Директор инвестиционного управления компании Consulco Capital Дмитрий Хенкин советует прежде всего думать о прозрачности выбранной схемы. «Соблюдение прозрачности при планировании наследования – важнейший фактор дальнейшего благополучия семьи. У нас есть два клиента, две семьи, с которыми мы работаем на протяжении пятнадцати лет, у обеих семей очень успешный бизнес в сфере здорового образа жизни. Два с половиной года назад они создали на Кипре трасты, которые владеют юридическими структурами компаний, а те в свою очередь владеют активами в недвижимости и инструментами с фиксированной доходностью. Поток доходности декларируется во всех необходимых странах–и в Англии,и в России,у нас ведь действует закон о контролируемых иностранных компаниях. Затем совершенно прозрачная доходность поднимается на уровень трастов и распределяется в форме дивидендов в трасты. Проработаны все бенефициарные уровни. Вот такой, кристально ясной, и должна быть структура любого наследственного проекта».

Но это уже высокие материи, о которых расскажет ваш консультант по преемственности. «А главный вопрос, на который надо ответить владельцу капитала, прост, – говорит Рубен Варданян. – «Мне важно, что после меня останется, или мне не важно?» На одном из выступлений я спросил аудиторию: «Кто знает, чем занимался Третьяков?» Оказалось, никто не знает (основатель Третьяковской галереи заработал свое состояние на бумагопрядильных фабриках. – Прим. «Татлера»).
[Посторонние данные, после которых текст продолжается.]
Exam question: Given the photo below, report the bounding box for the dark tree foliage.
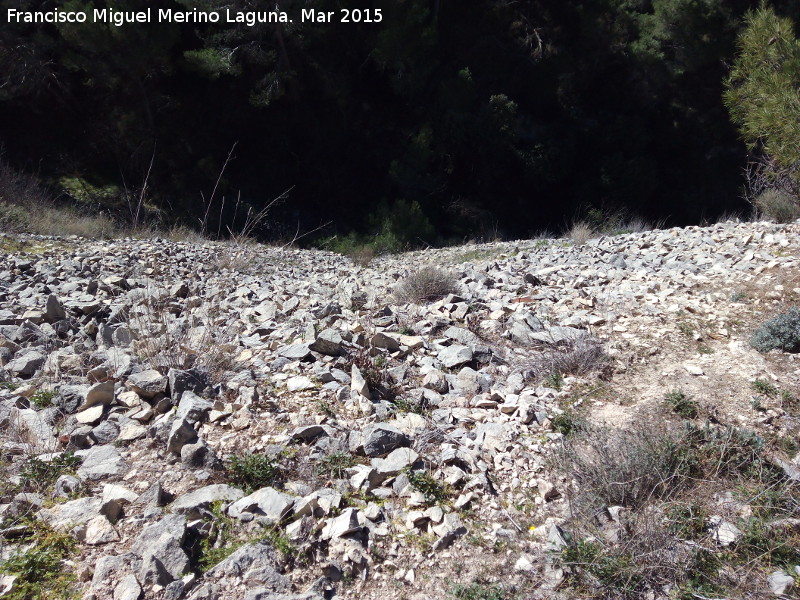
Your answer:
[0,0,796,243]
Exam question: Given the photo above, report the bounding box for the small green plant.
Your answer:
[677,321,695,337]
[550,408,585,436]
[450,582,507,600]
[261,527,297,562]
[751,396,766,412]
[751,378,778,397]
[544,372,564,391]
[0,381,20,391]
[780,389,799,412]
[0,521,78,599]
[19,453,82,493]
[315,451,356,480]
[751,307,800,353]
[666,502,710,541]
[754,188,800,223]
[664,390,699,419]
[196,501,243,572]
[398,325,414,335]
[30,389,57,409]
[314,398,336,418]
[730,290,747,302]
[405,467,449,506]
[227,452,280,493]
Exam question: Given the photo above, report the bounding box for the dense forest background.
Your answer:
[1,0,799,247]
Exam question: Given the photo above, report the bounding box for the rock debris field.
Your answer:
[1,221,799,600]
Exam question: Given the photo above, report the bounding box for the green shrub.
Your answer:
[751,378,778,397]
[550,408,586,436]
[227,453,280,493]
[405,467,449,506]
[315,451,356,480]
[30,390,57,409]
[393,266,458,304]
[0,522,78,599]
[751,307,800,353]
[664,390,699,419]
[450,582,507,600]
[20,453,82,493]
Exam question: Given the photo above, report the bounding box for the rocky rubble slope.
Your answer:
[0,222,799,600]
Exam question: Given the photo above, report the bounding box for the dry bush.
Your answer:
[164,224,207,244]
[528,335,608,379]
[348,245,375,267]
[755,188,800,223]
[393,266,458,304]
[569,221,595,246]
[127,288,242,384]
[0,159,116,238]
[554,425,694,516]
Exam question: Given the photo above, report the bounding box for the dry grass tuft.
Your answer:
[527,335,609,380]
[569,221,595,246]
[393,266,459,304]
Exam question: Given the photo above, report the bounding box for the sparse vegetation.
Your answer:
[393,266,458,304]
[754,188,800,223]
[19,453,82,494]
[664,389,699,418]
[196,501,243,572]
[0,521,78,599]
[227,452,280,493]
[751,378,778,397]
[315,451,356,480]
[550,408,586,436]
[528,336,608,380]
[750,306,800,353]
[568,221,594,246]
[553,418,795,599]
[30,389,57,409]
[450,582,508,600]
[405,467,449,506]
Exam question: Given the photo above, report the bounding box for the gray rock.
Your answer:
[127,370,168,399]
[131,514,190,586]
[286,376,315,392]
[309,329,343,356]
[228,487,294,523]
[54,474,81,498]
[202,541,290,591]
[90,420,120,445]
[371,332,400,352]
[9,408,54,449]
[438,345,473,368]
[38,496,103,530]
[374,448,419,477]
[167,368,209,401]
[113,574,141,600]
[6,350,45,377]
[180,439,221,469]
[322,507,362,539]
[80,380,115,410]
[56,384,90,413]
[76,445,129,481]
[768,570,795,596]
[290,425,327,442]
[44,294,67,323]
[277,343,313,361]
[176,391,213,424]
[167,418,198,454]
[171,484,244,520]
[362,423,410,457]
[351,365,370,398]
[530,326,586,345]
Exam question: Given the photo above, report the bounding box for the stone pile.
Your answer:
[0,221,798,599]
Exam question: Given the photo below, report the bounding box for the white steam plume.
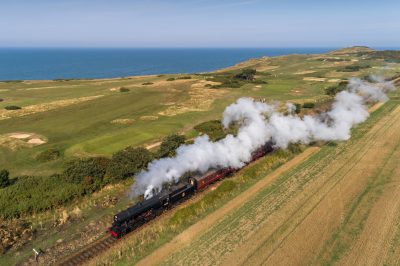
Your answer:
[133,77,395,199]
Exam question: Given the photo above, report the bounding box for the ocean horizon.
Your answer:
[0,47,397,81]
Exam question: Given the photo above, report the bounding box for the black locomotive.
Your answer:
[109,142,274,238]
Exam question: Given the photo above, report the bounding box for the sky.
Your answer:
[0,0,399,48]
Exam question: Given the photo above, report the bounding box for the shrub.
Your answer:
[251,79,268,84]
[106,147,153,181]
[194,120,226,141]
[302,102,315,109]
[119,87,130,92]
[325,81,348,96]
[4,105,21,110]
[234,69,256,81]
[166,78,175,81]
[0,98,3,102]
[337,64,370,72]
[157,134,186,158]
[142,82,154,85]
[176,76,192,80]
[63,157,110,186]
[0,175,84,218]
[36,149,61,162]
[294,103,302,114]
[0,170,10,188]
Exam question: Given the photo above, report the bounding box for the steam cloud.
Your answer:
[132,77,395,199]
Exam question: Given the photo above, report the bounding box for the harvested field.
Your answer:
[135,100,400,266]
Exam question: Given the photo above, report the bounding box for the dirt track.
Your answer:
[136,101,400,266]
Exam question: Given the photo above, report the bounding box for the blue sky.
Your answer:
[0,0,399,47]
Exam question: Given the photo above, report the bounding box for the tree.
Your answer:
[234,69,257,81]
[0,169,10,188]
[63,157,110,185]
[157,134,186,158]
[294,103,302,114]
[325,81,348,96]
[106,147,153,181]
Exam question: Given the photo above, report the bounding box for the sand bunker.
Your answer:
[0,132,47,150]
[294,70,316,75]
[27,138,46,145]
[140,116,159,121]
[328,79,343,83]
[303,77,326,82]
[0,95,104,120]
[252,85,263,91]
[9,133,32,139]
[111,118,135,125]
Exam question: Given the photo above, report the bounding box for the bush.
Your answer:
[119,87,130,92]
[325,81,348,96]
[4,105,21,110]
[157,134,186,158]
[194,120,226,141]
[106,147,153,181]
[337,64,370,72]
[0,98,3,102]
[166,78,175,81]
[294,103,302,114]
[142,82,154,85]
[36,149,61,162]
[63,157,110,187]
[176,76,192,80]
[234,69,256,81]
[251,79,268,84]
[0,175,84,218]
[302,102,315,109]
[0,170,10,188]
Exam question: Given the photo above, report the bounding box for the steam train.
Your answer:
[109,142,274,238]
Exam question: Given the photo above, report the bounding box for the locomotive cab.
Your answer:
[189,177,197,187]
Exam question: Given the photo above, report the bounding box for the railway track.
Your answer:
[57,236,117,266]
[56,194,196,265]
[55,146,273,266]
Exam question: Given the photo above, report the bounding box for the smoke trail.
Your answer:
[133,77,395,198]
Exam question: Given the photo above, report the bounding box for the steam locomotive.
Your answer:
[109,142,274,238]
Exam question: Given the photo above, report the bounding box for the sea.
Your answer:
[0,47,393,81]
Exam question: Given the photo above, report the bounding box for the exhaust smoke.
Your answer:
[132,77,395,199]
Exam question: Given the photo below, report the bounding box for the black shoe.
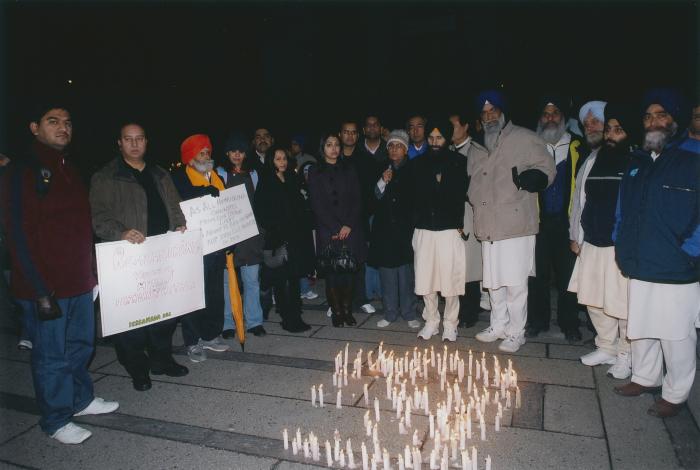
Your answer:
[222,329,236,339]
[247,325,267,337]
[132,375,152,392]
[331,313,344,327]
[525,326,548,338]
[564,328,582,343]
[151,362,189,377]
[458,318,478,328]
[343,313,357,326]
[283,320,312,333]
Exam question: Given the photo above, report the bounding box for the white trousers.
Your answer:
[422,293,459,331]
[631,326,697,404]
[488,280,528,336]
[588,306,630,356]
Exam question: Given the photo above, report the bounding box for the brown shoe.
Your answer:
[613,382,661,397]
[647,398,684,418]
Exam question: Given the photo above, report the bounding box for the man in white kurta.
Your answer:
[613,89,700,418]
[467,90,555,353]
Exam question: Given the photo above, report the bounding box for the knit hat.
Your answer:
[386,129,409,150]
[475,90,507,115]
[180,134,212,165]
[224,131,248,153]
[578,101,607,124]
[424,117,454,145]
[641,88,687,120]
Потом я спросил: «Кто знает, чем занимается Никита Мишин?» Опять никто не ответил. Тогда я спросил: «А Новую школу знаете?» Отвечают, конечно, знаем (Никита Мишин вместе с Алексеем Мордашовым и партнерами в девяностые основал «Северстальтранс», долгие годы был совладельцем оператора железнодорожных перевозок Globaltrans, а несколько лет назад учредил благотворительный фонд «Дар», который и открыл Новую школу на Мосфильмовской. – Прим. «Татлера»). Люди помнят не источник капиталов, а то, что их владелец оставит после себя. У меня есть знакомый, который послушал, что я говорю о преемственности, и пошел писать завещание, расписывать активы. У него параллельно несколько жен в разных странах, много незаконнорожденных детей – он каждого вписал в завещание, распорядился, что они будут получать определенные суммы, когда им будет исполняться восемнадцать, двадцать один, двадцать пять, тридцать лет и так далее, сколько отводится на расходы на образование... А потом однажды этот человек поехал к одной из жен и увидел, что она построила дом. Площадью две тысячи метров, за несколько десятков миллионов долларов, но ужасный с точки зрения архитектуры. И он вдруг представил себе, как лет через двадцать-тридцать, когда его уже не будет, туристы станут приезжать в этот город, смотреть на дом и им будут рассказывать, что этот дом построила жена такого-то человека. Никто не будет помнить, под каким номером он стоял в списке «Форбс», какой у него был бизнес, – все будут говорить: «Дом вот этого...». И он этот дом снес».